The representation of functions in higher-order languages includes both the function’s code and an environment structure that captures the bindings of the function’s free variables. This paper explores caller-provided environments, where instead of packaging the entirety of a function’s environment in its closure, a function can be provided with a portion of its environment by its caller. In higher-order languages, it is difficult to determine where functions are called, let alone what pieces of the function’s environment are available to be provided by the caller, thus we need a higher-order control-flow analysis to enable caller-provided environments.

In this paper, we present a new abstract-interpretation-based analysis that discovers which pieces of a function’s environment are always shared between its definition and its callers.

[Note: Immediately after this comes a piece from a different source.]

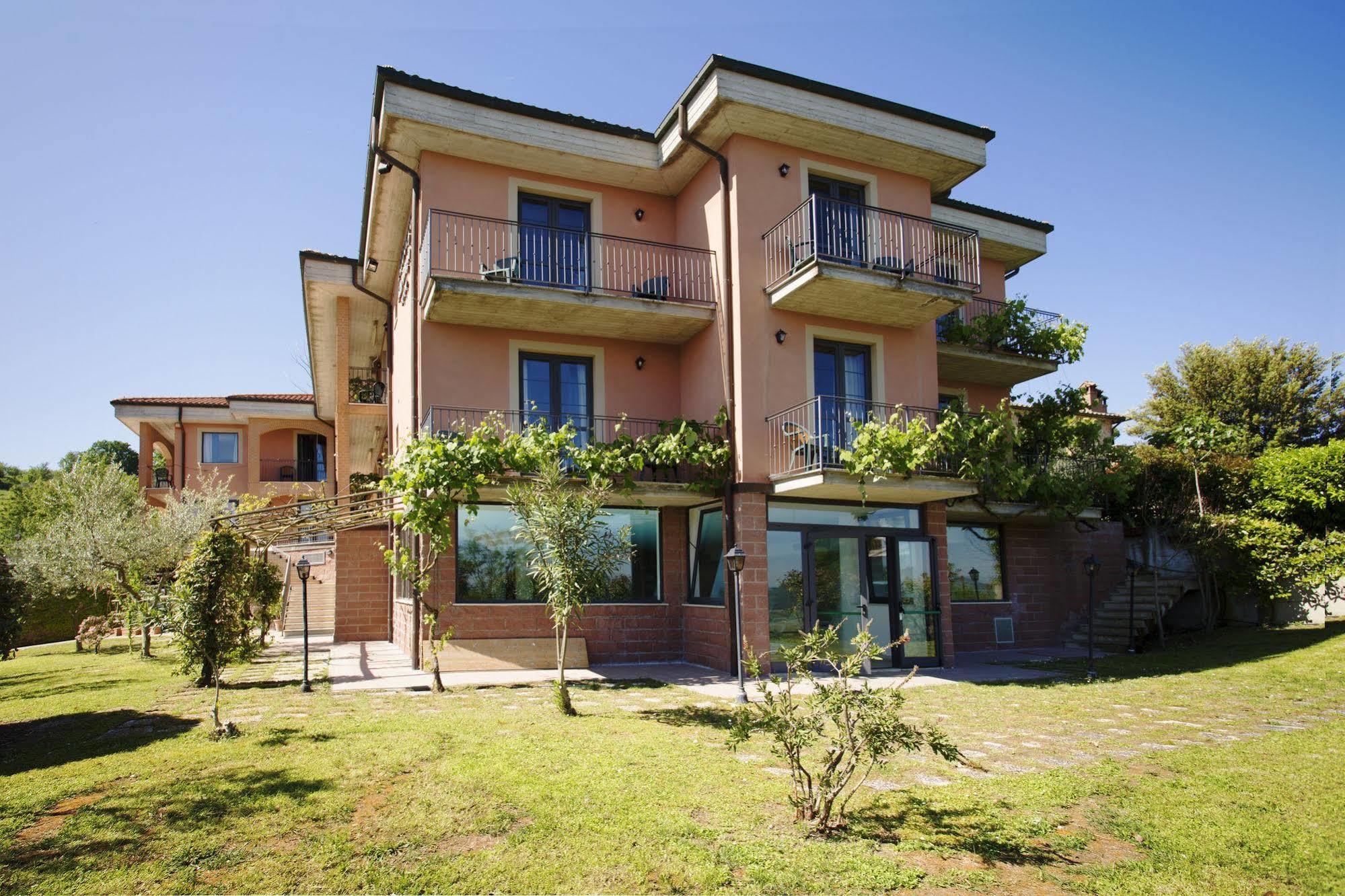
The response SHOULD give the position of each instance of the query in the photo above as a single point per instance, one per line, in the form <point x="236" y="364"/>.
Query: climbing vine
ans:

In such cases, the caller can provide the environment to the callee. Our analysis has been formalized in the Coq proof assistant. We evaluate our analysis on a collection of programs demonstrating that it is both scalable and provides significantly better information over the common syntactic approach and better information than lightweight closure conversion. In fact, it yields the theoretical upper-bound for many programs.

For caller-provided environments, deciding how to transform the program based on these revealed facts is also non-trivial and has the potential to incur extra runtime cost over standard strategies. We discuss how to make these decisions in a way that avoids the extra costs and how to transform a program accordingly. We also propose other uses of the analysis results beyond enabling caller-provided environments. We evaluate our transformation using an instrumented interpreter, showing that our approach is effective in reducing dynamic allocations for environments.